Mesmo sem atribuir demasiado peso para procedências, a Literatura tem seus pré-requisitos.

Conceição Evaristo sabe o que é ser escritor

Parece lógico pensar que nem todo mundo tem vocação para ser cirurgião plástico. Ou psicanalista. Ou físico. Mas quando se trata da escrita, do fazer literário, existe a falácia de que qualquer um pode ordenar algumas palavras e automaticamente se transformar num escritor. A Literatura é pra todo mundo, dizem.

Sim, a Literatura é para todos. No sentido de que pessoas de diferentes países, gêneros, classes, etnias, culturas e orientações podem ser tocadas por ela. E também que pessoas de variados ambientes ou conjunturas podem produzir material literário.

A mineira Conceição Evaristo e a cubana Teresa Cárdenas são exemplos de autoras que não tiveram uma formação literária tradicional, criadas inclusive em locais afastados dos livros, mas que vieram a produzir textos de qualidade, que as consagraram como grandes escritoras. A Literatura não é elitista quanto a sua abrangência e derivação. Mas é um equívoco pensar que Evaristo e Cárdenas foram meros pontos fora da curva.

Apesar do pouco contato com livros durante a juventude, Teresa cresceu embalada por narrativas de tradição oral, contadas em roda, ao som de muita música. Essa bagagem revelou-se essencial para seus escritos. O ritmo, inclusive, é um de seus traços mais característicos. Desde menina teve acesso ao saber popular, em geral menos valorizado do que o letramento, mas nem por isso menos importante. As cantigas ouvidas por Teresa contavam histórias, tinham enredo. Quando uniu essa influência ao contato com a Literatura (que nada mais é do que um modo de narrar) encontrou sua voz de escritora.
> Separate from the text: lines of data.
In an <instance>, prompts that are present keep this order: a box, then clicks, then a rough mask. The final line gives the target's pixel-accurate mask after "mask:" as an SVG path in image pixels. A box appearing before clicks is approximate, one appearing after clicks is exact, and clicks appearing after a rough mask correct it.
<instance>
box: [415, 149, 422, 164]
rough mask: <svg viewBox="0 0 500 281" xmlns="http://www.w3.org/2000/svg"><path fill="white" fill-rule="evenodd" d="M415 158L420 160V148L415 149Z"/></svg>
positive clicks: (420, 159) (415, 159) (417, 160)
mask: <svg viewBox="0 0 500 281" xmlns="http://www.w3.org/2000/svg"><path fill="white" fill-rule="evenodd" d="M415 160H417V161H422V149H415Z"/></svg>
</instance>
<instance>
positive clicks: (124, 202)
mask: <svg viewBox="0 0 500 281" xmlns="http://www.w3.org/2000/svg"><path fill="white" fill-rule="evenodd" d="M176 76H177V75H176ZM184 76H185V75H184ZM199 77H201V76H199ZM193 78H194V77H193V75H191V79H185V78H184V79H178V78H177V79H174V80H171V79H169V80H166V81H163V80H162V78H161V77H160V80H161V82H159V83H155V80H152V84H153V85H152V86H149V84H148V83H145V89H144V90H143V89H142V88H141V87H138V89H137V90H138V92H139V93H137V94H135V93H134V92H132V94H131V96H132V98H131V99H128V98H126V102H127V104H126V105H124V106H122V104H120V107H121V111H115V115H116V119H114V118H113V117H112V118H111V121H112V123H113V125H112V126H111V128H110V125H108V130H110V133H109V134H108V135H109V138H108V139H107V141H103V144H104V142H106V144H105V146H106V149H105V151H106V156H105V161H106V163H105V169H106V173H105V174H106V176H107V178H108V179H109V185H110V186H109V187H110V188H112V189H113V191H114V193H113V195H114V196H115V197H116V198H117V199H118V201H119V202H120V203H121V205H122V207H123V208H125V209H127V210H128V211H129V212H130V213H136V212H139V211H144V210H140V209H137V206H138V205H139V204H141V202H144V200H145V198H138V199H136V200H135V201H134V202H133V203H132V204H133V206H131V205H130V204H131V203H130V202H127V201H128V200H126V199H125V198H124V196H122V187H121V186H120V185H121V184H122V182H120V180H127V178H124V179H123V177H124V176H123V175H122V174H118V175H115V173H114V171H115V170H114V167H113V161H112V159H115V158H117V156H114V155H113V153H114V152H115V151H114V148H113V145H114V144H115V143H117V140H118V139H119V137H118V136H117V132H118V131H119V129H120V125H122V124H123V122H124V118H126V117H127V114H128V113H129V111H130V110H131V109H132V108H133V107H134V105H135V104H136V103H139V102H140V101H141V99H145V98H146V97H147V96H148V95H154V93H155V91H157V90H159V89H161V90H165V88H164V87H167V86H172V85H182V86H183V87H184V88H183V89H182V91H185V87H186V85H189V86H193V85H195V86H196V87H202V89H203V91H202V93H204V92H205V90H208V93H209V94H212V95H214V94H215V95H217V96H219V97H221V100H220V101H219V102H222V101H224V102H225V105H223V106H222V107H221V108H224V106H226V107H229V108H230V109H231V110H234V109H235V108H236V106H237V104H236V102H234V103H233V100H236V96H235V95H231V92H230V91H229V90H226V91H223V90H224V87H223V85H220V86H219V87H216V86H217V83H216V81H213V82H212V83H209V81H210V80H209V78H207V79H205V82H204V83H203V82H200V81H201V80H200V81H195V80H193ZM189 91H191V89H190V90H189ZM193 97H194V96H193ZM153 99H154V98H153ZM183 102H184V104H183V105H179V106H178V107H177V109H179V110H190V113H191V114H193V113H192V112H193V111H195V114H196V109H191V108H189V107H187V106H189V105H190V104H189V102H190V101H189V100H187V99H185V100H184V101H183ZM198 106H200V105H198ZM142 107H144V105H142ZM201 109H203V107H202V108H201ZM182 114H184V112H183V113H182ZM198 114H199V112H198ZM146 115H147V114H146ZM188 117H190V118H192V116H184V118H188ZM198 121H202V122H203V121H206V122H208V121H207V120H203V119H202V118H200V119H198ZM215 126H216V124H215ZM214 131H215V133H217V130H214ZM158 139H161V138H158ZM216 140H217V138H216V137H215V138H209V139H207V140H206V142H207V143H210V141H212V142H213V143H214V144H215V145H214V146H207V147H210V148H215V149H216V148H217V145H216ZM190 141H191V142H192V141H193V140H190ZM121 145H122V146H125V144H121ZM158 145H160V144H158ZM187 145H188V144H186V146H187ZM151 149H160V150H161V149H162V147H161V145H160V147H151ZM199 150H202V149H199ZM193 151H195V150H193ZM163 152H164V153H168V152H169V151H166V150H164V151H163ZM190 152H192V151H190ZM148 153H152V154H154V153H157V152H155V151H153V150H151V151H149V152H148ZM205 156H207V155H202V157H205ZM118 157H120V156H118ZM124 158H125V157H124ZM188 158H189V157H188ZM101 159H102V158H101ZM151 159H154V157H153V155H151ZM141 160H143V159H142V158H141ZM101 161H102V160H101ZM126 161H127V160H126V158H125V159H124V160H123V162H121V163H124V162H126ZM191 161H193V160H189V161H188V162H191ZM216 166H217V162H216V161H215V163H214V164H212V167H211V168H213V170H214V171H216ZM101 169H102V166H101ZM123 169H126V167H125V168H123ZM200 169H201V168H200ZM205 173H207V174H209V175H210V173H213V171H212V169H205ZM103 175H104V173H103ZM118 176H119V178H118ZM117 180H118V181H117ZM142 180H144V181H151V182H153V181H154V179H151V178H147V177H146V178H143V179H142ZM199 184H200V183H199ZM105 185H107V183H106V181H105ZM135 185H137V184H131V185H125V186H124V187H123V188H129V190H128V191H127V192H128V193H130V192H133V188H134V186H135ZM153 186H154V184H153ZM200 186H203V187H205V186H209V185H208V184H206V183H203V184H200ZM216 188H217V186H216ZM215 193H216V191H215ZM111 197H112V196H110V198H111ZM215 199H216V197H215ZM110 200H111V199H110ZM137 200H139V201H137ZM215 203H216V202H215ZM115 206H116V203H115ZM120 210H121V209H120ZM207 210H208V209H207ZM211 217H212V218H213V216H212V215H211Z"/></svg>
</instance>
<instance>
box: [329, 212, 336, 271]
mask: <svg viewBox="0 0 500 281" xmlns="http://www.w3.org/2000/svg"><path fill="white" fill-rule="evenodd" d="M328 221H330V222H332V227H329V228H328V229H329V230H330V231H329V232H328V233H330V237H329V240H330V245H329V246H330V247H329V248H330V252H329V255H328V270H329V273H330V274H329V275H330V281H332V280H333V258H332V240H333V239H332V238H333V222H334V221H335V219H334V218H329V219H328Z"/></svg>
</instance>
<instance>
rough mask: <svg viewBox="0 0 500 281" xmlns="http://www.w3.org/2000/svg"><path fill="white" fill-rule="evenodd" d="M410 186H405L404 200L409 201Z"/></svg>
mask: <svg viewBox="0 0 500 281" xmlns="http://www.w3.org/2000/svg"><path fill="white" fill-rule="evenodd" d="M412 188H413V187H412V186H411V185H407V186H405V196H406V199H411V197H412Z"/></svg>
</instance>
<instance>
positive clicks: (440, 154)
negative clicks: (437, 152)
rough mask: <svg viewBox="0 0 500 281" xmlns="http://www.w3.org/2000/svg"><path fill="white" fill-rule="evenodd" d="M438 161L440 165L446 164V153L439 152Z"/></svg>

Já Conceição Evaristo nasceu em uma favela, numa família muito pobre. Desde cedo precisou conciliar os estudos com o trabalho de doméstica, passando por várias situações de descaso e preconceito. Foi a partir do contato com o Grupo Quilombhoje (coletivo dedicado a aprofundar a experiência afro-brasileira na Literatura) que começou a produzir material literário. Pouco tempo depois, já havia publicado romances e coletâneas de contos e poemas. Conceição levou sua vivência social e racial não apenas para seus textos, mas também para a pesquisa acadêmica, tornando-se professora na UFMG.

Sensibilidade semelhante pode ser encontrada na produção de Carolina Maria de Jesus. Apesar do limitado acesso a livros ao longo da vida, foi alfabetizada e gostava muito de leitura. Desse modo, pôde transcrever sua aguçada percepção das desigualdades às quais estava submetida em diários. Mais tarde, esse material se transformaria no livro Quarto de Despejo.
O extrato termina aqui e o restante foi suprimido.